Location
- Country: Canada
- Province: British Columbia
- District: Cassiar Land District

Physical characteristics
- Source: Near Mount Edziza
- • location: Tahltan Highland
- • coordinates: 57°38′51″N 130°38′5″W﻿ / ﻿57.64750°N 130.63472°W
- • elevation: 2,015 m (6,611 ft)
- Mouth: Kakiddi Lake, Kakiddi Creek
- • coordinates: 57°36′55″N 130°24′38″W﻿ / ﻿57.61528°N 130.41056°W
- • elevation: 790 m (2,590 ft)
- Length: 20 km (12 mi)
- Basin size: 153 km^{2} (59 sq mi)
- • average: 2.43 m^{3}/s (86 cu ft/s)

Basin features
- Topo map: NTS 104G9 Kinaskan Lake

= Shaman Creek =

Tributary river in the country of Canada

Shaman Creek is a tributary of Kakiddi Lake, the source of Kakiddi Creek, and part of the Stikine River watershed in northwest part of the province of British Columbia, Canada. From its source in the glaciers south of Mount Edziza it flows generally east for roughly 20 km to empty into Kakiddi Lake, an expansion of Kakiddi Creek, a tributary of the Klastline River, which in turn is a tributary of the Stikine River.

Shaman Creek's mean annual discharge is estimated at 2.43 m3/s. Its watershed covers 153 km2 and is mostly within Mount Edziza Provincial Park. The watershed's land cover is classified as 44.9% conifer forest, 20.7% shrubland, 16.8% barren, 10.8% herbaceous, 3.1% snow/glacier, 2.3% wetland, and small amounts of other cover.

The mouth of Shaman Creek is located about 55 km southeast of Telegraph Creek, British Columbia, about 70 km north of Bob Quinn Lake, British Columbia, and about 250 km east of Juneau, Alaska.

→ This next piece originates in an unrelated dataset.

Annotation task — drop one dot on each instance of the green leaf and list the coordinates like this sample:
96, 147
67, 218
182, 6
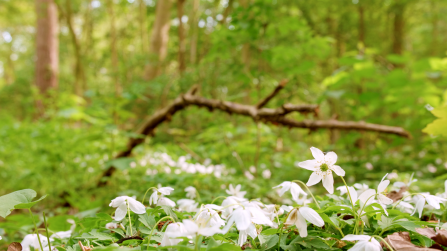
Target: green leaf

Shaman Creek is in Mount Edziza Provincial Park, which lies within the traditional territory of the Tahltan First Nation, of the Tahltan people.

==Geography==
Shaman Creek originates in the high peaks and glaciers south of Mount Edziza, such as Cartoona Peak, Kaia Bluff, and Tencho Glacier. From its source about 8 km south of the summit of Mount Edziza, Shaman Creek flows east for about 20 km. It is joined by numerous unnamed tributaries. Just before emptying into Kakiddi Lake Shaman Creek is joined by Chakima Creek. The area around the confluence and the mouth of Shaman Creek is a wetland maze of beaver dams.

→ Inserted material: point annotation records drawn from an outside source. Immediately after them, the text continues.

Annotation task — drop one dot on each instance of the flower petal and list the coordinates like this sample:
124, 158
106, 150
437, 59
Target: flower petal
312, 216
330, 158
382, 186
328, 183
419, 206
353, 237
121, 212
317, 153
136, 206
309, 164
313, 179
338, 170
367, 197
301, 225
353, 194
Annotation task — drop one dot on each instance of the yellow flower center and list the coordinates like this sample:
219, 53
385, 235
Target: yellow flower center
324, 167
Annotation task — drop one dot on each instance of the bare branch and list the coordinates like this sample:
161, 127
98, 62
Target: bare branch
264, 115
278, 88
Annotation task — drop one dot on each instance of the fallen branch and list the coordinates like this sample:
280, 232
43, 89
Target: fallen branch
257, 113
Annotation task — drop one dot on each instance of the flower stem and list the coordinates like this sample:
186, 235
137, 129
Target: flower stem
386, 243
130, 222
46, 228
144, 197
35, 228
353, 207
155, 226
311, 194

Shaman Creek's watershed is part of the Mount Edziza volcanic complex. It is mostly within Mount Edziza Provincial Park. Shaman Creek and its main tributary Chakima Creek are entirely within the park. Chakima Creek flows through Mowchilla Lake, and some of that lake's unnamed tributaries drain areas outside of Mount Edziza Provincial Park.